La majorité municipale envisage de restructurer le chemin de Baleilles. Au dire de certains riverains, elle y travaille déjà depuis plusieurs années.
Nous avons assisté à une réunion avec le cabinet en charge de l’étude pour l’assainissement, préalable nécessaire aux travaux. En effet, 25 hectares ont été ouverts à l’urbanisation dans le cadre du PLU, de part et d’autre du chemin de Baleilles.
Le cabinet a donc travaillé pour dimensionner l’ouvrage chargé de récolter les eaux de ruissellement compte tenu de l’urbanisation qui va toucher ces terrains. Il préconise la création d’un bassin de rétention d’une capacité d’environ 6 500 m3, d’une longueur de 80 mètres pour une largeur de 40 et une profondeur 2 mètres. En cas de fortes précipitations, le bassin se remplit et se déverse lentement dans le milieu naturel (comme une baignoire dont le bouchon resterait ouvert).
En 1999, une étude préalable à la mise en place du schéma général d’assainissement a été menée par un bureau spécialisé, notamment pour traiter les eaux de ruissellement de la Bastide sur le bassin versant du chemin de Baleilles. C’est donc tout naturellement que le cabinet en charge de l’étude d »assaisnissement actuelle qui en a pris connaissance, a demandé quels avaient été les travaux réalisés parmi ceux préconisés à l’époque. Réponse gênée des « anciens » élus et du technicien municipal: aucun.
Au fait, combien cette étude avait-elle coûté aux contribuables monflanquinois?
Une partie du réseau de la Bastide est donc sous calibrée, des habitations ont été construites depuis, notamment une au dessus de la canalisation!
A la question « les emprises du schéma prévisionnel des voiries pour desservir ces 25 hectares sont-elles définies? » (il s’agit de la largeur des chaussées, des fossés, des trottoirs…), la réponse est également non!
A la question des emplacements ont-ils été réservés pour la création des équipements publics? (bassin de rétention d’eau par exemple, espaces verts, voiries, parkings….). Même réponse négative, hélas.
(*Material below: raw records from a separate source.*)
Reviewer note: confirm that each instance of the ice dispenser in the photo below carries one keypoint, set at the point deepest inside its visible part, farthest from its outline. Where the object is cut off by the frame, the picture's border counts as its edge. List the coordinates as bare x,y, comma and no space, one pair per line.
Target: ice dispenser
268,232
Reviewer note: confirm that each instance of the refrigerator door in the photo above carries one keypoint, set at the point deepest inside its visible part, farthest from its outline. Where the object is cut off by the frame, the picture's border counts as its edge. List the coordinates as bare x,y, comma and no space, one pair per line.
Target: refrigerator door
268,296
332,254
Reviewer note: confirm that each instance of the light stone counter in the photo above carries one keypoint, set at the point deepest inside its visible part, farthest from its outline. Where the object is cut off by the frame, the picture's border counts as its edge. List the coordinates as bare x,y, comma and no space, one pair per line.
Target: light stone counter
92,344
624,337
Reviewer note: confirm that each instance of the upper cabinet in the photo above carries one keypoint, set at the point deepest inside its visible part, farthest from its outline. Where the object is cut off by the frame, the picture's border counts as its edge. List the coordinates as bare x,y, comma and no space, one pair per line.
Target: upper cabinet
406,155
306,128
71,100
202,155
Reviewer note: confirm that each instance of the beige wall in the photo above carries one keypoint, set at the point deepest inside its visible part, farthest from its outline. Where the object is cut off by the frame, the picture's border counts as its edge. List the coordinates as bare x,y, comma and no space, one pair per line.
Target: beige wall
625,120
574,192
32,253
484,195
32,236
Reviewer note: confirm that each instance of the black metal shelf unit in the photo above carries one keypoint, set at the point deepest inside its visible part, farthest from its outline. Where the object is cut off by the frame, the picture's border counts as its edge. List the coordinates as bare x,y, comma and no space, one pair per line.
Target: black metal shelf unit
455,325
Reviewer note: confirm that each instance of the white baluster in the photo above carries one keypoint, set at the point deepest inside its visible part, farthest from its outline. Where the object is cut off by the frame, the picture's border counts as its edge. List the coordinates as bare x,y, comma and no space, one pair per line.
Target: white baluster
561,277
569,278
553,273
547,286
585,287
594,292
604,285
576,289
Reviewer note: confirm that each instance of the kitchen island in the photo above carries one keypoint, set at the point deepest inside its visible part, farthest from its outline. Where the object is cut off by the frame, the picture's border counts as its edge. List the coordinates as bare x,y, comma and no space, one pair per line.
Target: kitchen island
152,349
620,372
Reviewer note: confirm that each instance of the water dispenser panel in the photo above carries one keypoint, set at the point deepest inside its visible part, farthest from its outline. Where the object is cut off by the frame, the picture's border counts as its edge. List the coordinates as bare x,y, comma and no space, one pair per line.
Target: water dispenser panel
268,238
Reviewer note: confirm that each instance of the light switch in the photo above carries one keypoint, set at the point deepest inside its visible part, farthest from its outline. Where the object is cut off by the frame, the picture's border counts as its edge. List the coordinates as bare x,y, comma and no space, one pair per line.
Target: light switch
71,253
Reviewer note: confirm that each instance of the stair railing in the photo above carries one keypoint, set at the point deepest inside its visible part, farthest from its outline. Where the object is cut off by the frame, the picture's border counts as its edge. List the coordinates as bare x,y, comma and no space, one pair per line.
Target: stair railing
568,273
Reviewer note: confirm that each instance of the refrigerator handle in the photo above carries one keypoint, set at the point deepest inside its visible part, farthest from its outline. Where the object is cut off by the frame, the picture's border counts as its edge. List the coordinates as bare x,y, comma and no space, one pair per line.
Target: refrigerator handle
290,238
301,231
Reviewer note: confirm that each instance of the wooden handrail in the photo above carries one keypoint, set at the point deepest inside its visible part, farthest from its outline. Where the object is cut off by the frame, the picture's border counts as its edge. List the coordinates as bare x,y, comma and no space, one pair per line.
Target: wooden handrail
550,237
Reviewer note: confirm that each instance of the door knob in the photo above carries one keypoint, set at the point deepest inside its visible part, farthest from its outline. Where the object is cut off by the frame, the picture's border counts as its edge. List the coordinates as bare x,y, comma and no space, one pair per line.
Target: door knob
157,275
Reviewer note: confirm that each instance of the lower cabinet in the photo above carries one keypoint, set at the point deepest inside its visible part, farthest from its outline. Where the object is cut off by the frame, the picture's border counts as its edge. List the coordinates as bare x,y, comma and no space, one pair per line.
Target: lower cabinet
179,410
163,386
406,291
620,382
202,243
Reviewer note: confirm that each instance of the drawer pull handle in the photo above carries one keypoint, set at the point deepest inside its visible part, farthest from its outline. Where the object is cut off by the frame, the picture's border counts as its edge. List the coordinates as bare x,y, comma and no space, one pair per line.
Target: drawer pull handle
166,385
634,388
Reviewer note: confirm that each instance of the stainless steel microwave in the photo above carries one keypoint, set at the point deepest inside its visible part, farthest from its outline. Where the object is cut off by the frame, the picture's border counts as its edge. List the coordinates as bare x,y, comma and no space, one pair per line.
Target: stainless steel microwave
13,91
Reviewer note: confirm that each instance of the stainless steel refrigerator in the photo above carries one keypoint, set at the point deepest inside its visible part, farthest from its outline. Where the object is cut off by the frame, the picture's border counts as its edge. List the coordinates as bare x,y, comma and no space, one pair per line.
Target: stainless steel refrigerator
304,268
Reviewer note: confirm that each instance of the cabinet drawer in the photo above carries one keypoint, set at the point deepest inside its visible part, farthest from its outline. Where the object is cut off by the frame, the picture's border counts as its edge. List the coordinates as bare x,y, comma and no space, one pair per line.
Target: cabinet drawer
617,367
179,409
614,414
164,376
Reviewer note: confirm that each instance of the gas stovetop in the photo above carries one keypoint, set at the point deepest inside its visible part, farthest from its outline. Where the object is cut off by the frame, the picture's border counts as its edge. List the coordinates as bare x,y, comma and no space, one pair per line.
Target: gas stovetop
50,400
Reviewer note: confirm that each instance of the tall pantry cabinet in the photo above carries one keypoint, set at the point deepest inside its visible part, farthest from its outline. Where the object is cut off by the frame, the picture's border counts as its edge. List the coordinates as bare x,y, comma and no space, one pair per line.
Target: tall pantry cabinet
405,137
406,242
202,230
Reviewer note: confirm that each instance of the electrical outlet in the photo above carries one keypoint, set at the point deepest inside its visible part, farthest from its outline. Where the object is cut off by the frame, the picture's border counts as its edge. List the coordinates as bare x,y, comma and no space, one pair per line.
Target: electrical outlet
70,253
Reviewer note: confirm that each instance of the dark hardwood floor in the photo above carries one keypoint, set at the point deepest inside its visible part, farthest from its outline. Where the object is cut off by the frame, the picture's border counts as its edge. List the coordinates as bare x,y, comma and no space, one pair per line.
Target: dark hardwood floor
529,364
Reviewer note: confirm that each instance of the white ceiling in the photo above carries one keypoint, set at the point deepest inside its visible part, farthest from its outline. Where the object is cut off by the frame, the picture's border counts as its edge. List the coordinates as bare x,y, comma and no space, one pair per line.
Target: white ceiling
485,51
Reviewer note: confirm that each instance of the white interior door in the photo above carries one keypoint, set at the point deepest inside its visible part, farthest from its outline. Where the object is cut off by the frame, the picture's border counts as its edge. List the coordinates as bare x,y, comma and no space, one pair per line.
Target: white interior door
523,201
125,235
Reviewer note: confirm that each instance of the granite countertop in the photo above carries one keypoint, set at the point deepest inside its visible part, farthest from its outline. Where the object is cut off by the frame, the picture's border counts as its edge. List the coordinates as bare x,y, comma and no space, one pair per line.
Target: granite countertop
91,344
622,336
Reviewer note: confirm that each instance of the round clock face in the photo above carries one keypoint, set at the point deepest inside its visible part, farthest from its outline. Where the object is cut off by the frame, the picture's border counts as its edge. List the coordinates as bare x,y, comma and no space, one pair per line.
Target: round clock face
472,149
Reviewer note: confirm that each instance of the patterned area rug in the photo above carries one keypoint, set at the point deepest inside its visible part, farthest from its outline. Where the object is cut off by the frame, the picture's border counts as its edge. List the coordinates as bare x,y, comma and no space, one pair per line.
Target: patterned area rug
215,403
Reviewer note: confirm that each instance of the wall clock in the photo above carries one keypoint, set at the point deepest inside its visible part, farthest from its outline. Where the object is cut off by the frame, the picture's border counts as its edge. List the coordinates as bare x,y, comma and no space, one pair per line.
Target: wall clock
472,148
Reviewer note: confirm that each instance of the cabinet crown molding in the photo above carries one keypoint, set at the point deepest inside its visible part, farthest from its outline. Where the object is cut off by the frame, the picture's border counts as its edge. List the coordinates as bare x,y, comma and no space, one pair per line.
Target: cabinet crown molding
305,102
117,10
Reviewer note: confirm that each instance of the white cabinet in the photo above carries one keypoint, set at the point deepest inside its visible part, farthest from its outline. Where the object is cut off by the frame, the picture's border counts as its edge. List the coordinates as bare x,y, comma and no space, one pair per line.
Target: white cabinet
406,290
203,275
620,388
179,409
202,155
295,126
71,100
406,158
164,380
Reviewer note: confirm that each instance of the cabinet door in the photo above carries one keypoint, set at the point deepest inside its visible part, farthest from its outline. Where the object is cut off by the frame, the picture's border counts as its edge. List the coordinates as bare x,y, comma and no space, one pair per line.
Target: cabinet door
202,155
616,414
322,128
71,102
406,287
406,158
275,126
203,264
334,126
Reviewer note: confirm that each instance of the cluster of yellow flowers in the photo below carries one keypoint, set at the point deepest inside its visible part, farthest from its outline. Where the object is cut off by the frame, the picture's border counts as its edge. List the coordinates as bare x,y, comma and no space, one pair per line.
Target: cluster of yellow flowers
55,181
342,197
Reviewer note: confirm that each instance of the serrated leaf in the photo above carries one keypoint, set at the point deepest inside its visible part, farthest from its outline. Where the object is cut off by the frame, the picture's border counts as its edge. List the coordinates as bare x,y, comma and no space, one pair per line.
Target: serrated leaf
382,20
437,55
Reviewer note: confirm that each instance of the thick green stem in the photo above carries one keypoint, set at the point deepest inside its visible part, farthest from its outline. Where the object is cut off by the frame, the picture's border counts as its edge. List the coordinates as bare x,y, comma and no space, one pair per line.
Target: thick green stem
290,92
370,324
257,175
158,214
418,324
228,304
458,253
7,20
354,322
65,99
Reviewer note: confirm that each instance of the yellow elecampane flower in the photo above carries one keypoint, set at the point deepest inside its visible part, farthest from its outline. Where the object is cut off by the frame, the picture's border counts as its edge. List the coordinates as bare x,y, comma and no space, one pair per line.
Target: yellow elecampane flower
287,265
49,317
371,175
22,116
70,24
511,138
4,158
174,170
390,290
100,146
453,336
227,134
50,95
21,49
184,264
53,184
Le bureau d’étude va donc calibrer un deuxième ouvrage pour traiter également les eaux de cette partie haute, en attendant de « voir ce qui peut être fait » par les services techniques municipaux. L’ouvrage prendra en compte l’emprise des voiries qui vont être dimensionnées par les services techniques de la communauté de communes, bien tardivement malheureusement.
Ne fallait-il pas se poser des questions en amont de ce projet qui consistait à ouvrir 25 hectares d’un seul coup à l’urbanisation et définir des règles strictes d’urbanisme ?
Comme aucun règlement de lotissement n’a été élaboré, en dehors des règles du PLU (peu contraignantes), la commune ne peut plus aujourd’hui imposer des conditions sur la localisation des éléments bâtis, la préservation des espaces à protéger.
Avec un règlement de lotissement, la municipalité aurait pu définir ses objectifs de programme, réfléchir à la diversification possible des formes d’habitat et des types de logements, préciser les densités souhaitées, définir le degré de mixité et de diversité de l’habitat, définir les types d’espaces collectifs à réaliser: espaces verts d’agrément ou de jeux, stationnements visiteurs. Bref garantir une urbanisation maîtrisée, un projet pensé pour l’avenir, intégré dans son environnement.
Elle aurait pu intégrer des éléments fonctionnels (traitement d’eaux pluviales, liaisons avec le tissu existant,…), prévoir la gestion des espaces collectifs, définir le phasage possible de l’opération.
Rien de tout cela n’a été prévu.
25 hectares ouverts à l’urbanisation en une seule fois, sans phasage, sans programme, sans dimensionnement des équipements publics, sans réservation des terrains pour leur réalisation.
La Mairie devra donc acheter au prix fort du terrain constructible pour réaliser ces équipements.
Et puis 25 hectares, ce sont environ 250 maisons et 500 véhicules/jours de plus dans un avenir pas si lointain, sur le petit chemin de Baleilles que la majorité municipale souhaite garder « à dimension humaine pour les piétons et les vélos ».
Peut-on raisonnablement songer à engager des travaux pour la restructuration de ce chemin quand pas grand-chose, pour ne pas dire rien, n’a été prévu ?
Le chemin de Baleilles, futur boulevard de Monflanquin ?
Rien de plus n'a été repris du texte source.